The narrator is Captain Simonini, a forger and double agent who undertakes to relate his story in order to fill in the puzzling gaps which have started appearing in his memory.
It's a common theme of Eco's work... the difference here being that the conspiracy exists nowhere except in the minds of the narrator and others like him, men whose mistrust of Jews is so great that Eco ends up crediting Simonini with authorship of the notorious forgery The Protocols Of The Elders Of Zion, which purportedly lays out a Jewish plot to take over the world. The document infamously inspired Hitler.
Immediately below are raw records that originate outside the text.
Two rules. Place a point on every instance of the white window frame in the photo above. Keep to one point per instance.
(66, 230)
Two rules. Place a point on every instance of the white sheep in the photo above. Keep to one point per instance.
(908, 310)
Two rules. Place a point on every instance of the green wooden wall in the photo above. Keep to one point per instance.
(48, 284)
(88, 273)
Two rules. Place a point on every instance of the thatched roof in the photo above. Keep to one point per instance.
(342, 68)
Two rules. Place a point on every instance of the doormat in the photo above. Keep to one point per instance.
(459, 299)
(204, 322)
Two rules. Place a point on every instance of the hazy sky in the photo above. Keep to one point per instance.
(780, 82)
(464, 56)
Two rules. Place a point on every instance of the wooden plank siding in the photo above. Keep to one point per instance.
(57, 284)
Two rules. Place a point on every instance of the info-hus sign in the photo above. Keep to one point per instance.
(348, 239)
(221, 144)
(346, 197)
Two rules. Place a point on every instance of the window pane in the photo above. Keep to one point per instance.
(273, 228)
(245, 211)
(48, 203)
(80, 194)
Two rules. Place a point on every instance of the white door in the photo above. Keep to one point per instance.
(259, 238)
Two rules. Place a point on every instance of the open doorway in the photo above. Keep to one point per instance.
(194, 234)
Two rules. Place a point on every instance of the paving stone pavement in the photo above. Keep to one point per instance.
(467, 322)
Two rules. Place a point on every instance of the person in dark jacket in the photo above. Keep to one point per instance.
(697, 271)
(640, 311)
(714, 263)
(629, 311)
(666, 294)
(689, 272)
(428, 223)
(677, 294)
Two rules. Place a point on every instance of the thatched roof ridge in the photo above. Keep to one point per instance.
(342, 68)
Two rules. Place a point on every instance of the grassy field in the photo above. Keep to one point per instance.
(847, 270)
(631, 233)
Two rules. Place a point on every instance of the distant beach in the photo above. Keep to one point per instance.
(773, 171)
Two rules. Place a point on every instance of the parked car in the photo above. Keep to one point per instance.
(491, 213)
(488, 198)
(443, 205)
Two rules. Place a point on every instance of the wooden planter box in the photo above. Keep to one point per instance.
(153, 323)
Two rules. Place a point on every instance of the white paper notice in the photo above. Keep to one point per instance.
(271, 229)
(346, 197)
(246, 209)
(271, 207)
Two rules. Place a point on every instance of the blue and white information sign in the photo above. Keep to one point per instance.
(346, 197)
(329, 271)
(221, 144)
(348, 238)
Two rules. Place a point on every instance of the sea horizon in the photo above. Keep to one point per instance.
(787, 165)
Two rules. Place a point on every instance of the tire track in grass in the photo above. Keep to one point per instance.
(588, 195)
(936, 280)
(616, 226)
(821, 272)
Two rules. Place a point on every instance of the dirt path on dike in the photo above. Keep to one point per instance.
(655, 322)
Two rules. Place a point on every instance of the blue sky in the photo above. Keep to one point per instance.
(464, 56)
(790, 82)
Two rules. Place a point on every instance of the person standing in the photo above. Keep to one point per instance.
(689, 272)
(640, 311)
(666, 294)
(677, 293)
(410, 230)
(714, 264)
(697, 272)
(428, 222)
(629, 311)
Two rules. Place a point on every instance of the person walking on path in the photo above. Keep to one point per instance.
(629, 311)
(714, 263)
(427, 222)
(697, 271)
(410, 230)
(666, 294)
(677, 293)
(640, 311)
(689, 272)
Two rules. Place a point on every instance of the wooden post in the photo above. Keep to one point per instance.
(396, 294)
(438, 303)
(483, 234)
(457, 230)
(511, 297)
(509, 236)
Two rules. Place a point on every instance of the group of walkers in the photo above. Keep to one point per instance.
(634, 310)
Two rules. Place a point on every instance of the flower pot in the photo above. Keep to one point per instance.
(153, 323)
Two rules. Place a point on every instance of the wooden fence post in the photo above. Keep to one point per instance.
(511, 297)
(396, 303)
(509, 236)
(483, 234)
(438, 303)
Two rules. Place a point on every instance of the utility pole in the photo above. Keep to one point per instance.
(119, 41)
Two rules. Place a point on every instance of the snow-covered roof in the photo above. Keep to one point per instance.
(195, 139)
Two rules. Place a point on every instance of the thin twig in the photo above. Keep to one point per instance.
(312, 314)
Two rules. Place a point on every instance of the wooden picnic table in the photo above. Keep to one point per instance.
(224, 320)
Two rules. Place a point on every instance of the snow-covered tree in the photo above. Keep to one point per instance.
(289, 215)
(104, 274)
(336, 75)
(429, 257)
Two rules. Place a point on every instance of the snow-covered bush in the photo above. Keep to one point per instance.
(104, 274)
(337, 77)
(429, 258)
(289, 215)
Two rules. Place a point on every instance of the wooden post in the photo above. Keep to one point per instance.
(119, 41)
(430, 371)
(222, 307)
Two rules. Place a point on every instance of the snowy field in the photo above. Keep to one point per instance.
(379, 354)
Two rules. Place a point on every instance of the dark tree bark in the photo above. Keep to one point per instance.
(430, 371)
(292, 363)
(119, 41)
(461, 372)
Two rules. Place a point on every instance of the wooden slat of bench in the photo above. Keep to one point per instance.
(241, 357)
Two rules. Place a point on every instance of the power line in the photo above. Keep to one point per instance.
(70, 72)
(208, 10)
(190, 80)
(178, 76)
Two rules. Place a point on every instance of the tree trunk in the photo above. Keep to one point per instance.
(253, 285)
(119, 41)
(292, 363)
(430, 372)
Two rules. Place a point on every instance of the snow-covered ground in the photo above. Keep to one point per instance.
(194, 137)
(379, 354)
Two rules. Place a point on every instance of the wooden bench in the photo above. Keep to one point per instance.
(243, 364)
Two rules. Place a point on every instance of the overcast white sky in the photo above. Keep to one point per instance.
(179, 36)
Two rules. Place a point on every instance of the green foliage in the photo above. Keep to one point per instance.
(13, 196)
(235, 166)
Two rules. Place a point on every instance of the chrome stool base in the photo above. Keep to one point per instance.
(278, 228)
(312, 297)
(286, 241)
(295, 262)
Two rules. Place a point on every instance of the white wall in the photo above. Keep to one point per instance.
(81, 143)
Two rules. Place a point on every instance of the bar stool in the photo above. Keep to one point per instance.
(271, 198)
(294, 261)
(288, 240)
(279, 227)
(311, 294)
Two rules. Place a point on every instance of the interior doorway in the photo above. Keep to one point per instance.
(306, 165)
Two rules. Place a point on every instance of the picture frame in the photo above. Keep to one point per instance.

This ultimate postmodern joke, of a forger who believes his own mental fantasies to such an extent that he ends up creating them, is a typical Eco conceit.
The second novel is
Poor Man's Wealth by Rod Usher. It tells the story of the small town of Higot that dreams up a hoax (a mysterious outbreak of narcolepsy) as a way to attract tourism. From the review in the Melbourne's Sunday Age:
Somewhere in the backwaters of an unnamed Spanish-speaking country lies Higot, a dirt-poor tobacco town where the sky "pours down its yellow heat on to the bones of the dead and the living". Rumours from beyond the mountains that tobacco may not be that good for you are scorned by Higot's poor farmers as a perfidious slur, but they're nervous because even if smokers aren't dying, their town certainly is. Then Higot's leading citizens secretly plot an ingenious wheeze: they will create a "sleep myth" to attract the world's attention - and maybe some of its money. It is a flagrant hoax but soon half the village is playing its unwitting part in a remarkable outbreak of narcolepsy.
Usher's premise reminds me of
Vilcabamba, the small town in Ecuador that attracted international attention back in the 1970s because many of its residents claimed to be over 100, until it turned out that most of them were lying about their age.